Venezuelan President Hugo Chavez died of a massive heart attack after great suffering and inaudibly mouthed his desire to live, the head of Venezuela’s presidential guard said late on Wednesday.
“He couldn’t speak, but he said it with his lips ... ‘I don’t want to die. Please don’t let me die,’ because he loved his country, he sacrificed himself for his country,” General Jose Ornella said.
The general said he spent the last two years with Chavez, including his final moments, as Venezuela’s president of 14 years battled an unspecified cancer in the pelvic region.
Photo: Reuters
The government announced on the eve of Chavez’s death that he had suffered a severe new respiratory infection.
The general said he did not know precisely what kind of cancer afflicted Chavez, but added: “He suffered a lot.”

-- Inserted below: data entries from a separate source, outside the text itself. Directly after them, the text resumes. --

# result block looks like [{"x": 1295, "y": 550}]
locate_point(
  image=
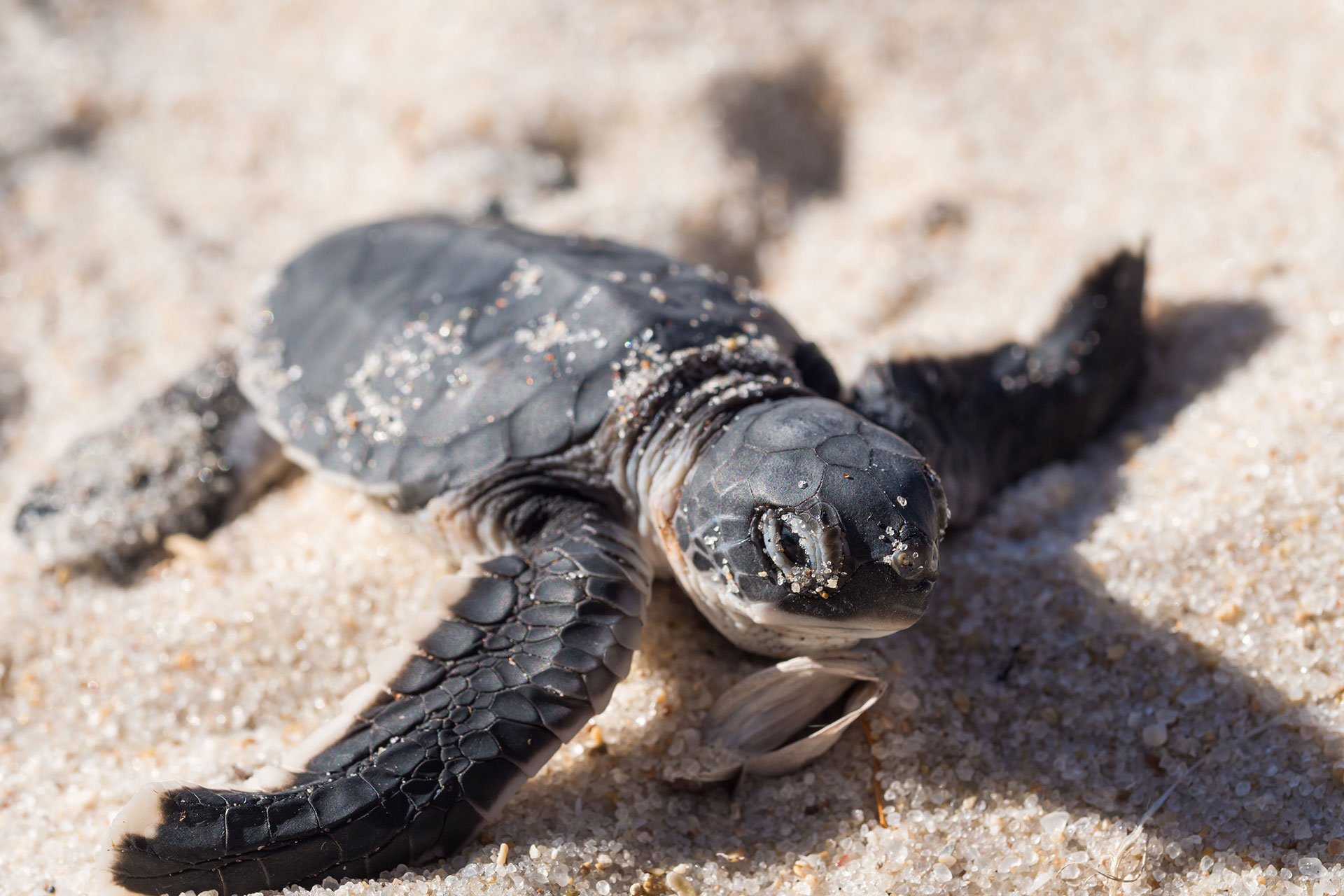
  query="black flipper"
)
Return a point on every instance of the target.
[
  {"x": 986, "y": 419},
  {"x": 533, "y": 650},
  {"x": 185, "y": 461}
]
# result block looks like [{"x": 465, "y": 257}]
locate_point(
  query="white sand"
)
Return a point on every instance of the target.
[{"x": 1109, "y": 625}]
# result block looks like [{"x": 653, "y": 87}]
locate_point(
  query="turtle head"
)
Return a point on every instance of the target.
[{"x": 804, "y": 527}]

Ornella echoed the concern of Venezuelan Vice President Nicolas Maduro that some sort of foul play was involved in Chavez’s cancer.
Photo: AFP
“I think it will be 50 years before they declassify a document [that] I think [will show] the hand of the enemy is involved,” he said.

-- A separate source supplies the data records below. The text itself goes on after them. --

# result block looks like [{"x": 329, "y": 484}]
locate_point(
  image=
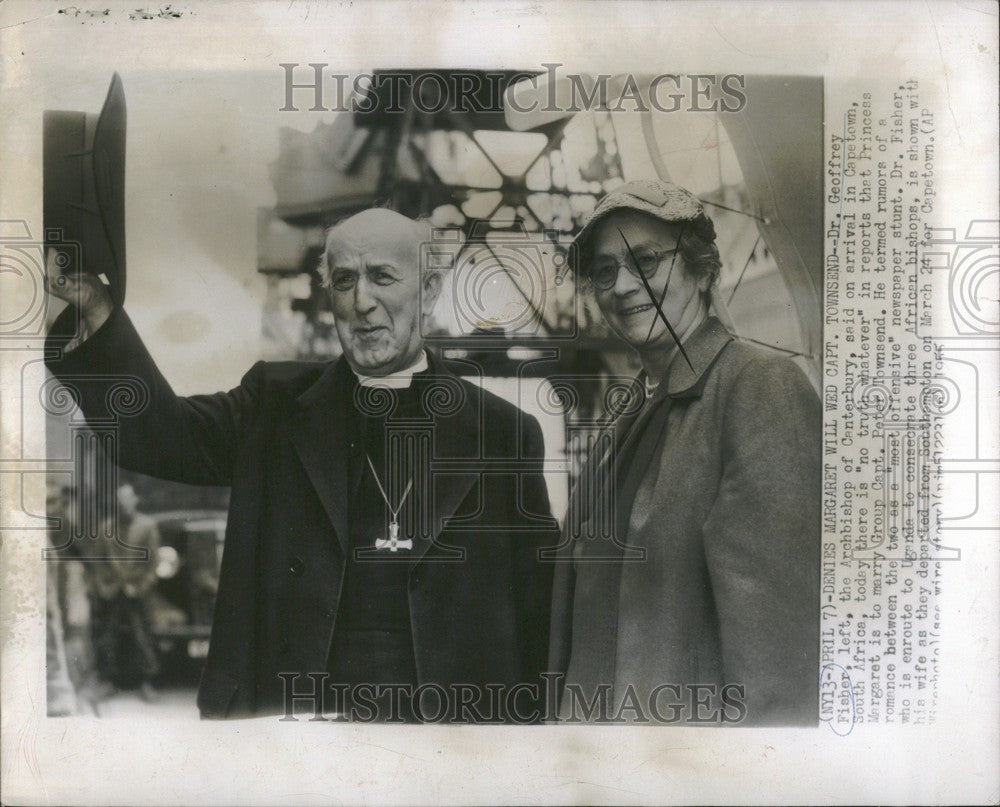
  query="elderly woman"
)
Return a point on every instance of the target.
[{"x": 703, "y": 607}]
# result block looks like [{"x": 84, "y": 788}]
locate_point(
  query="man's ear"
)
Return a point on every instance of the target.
[{"x": 430, "y": 291}]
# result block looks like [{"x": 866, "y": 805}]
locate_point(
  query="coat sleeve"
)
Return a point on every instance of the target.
[
  {"x": 115, "y": 382},
  {"x": 762, "y": 542}
]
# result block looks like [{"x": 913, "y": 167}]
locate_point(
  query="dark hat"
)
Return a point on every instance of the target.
[{"x": 84, "y": 188}]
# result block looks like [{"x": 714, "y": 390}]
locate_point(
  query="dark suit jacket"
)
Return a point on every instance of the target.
[
  {"x": 479, "y": 597},
  {"x": 721, "y": 495}
]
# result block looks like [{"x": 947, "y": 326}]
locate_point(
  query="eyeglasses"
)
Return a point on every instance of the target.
[{"x": 605, "y": 274}]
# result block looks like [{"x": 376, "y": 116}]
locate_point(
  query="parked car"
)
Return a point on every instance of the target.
[{"x": 187, "y": 570}]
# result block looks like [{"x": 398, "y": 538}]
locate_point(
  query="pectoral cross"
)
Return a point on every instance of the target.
[{"x": 393, "y": 542}]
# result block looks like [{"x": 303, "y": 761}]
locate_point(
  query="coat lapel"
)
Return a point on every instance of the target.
[
  {"x": 457, "y": 453},
  {"x": 319, "y": 434}
]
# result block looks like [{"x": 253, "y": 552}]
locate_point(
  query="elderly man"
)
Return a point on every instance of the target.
[{"x": 381, "y": 542}]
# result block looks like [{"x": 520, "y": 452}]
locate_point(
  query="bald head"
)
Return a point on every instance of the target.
[
  {"x": 377, "y": 232},
  {"x": 378, "y": 293}
]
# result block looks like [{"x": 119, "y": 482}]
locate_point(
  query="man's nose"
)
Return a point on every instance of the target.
[{"x": 364, "y": 300}]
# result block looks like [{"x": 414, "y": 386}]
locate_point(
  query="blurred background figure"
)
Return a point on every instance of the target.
[
  {"x": 122, "y": 574},
  {"x": 61, "y": 693}
]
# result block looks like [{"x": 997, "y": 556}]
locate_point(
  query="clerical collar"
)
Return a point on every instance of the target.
[{"x": 401, "y": 379}]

The general did not identify who he was talking about, but Maduro suggested possible US involvement on Tuesday.
The US Department of State called the allegation absurd.
On Wednesday, sobbing and shouting, Chavez’s supporters paraded his coffin through the streets of Caracas in an emotional outpouring that could help his deputy win an election to keep his socialist revolution alive.
His body was taken to a military academy to lie in state at the tip of a grand esplanade until his state funeral today.
The future of Chavez’s socialist policies now rest on the shoulders of Maduro, the man he tapped to succeed him.
The stakes are also huge for leftist Latin American allies such as Cuba, Nicaragua, Ecuador and Bolivia that for years have relied on Chavez for economic aid, but leaders of other countries in the region — mainly free-traders such as Peru, Chile, Colombia, Panama and Mexico — periodically rejected his overtures, criticized his policies and, for Washington, served as a buffer against him.
A stony-faced Bolivian President Evo Morales joined Maduro at the front of the procession.
The presidents of Argentina and Uruguay joined them for a vigil by the coffin. Other regional leaders are expected to attend his funeral.
Condolences flooded in from around the world — ranging from the Vatican and the UN to allies such as Iran and Cuba.
Syrian President Bashar al-Assad mourned Chavez’s death as a great loss, extolling his opposition to the “war on Syria.”
US President Barack Obama was less effusive about a man who put his country at loggerheads with Washington, saying his administration was interested in “developing a constructive relationship with the Venezuelan government.”
In a potentially conciliatory gesture, the US, a major oil client of Venezuela, is expected to send a delegation to the funeral.
Chavez’s folksy charisma, anti-US diatribes and oil-financed projects to improve life for residents of long-neglected slums created an unusually powerful bond with many poor Venezuelans.
However, critics saw his autocratic style, gleeful nationalizations and often harsh treatment of rivals as hallmarks of a dictator, whose policies squandered a historic bonanza of oil revenues.
Even some of his followers complained that he focused too much on ideological issues at the expense of day-to-day problems, such as power cuts, high inflation, food shortages and violent crime.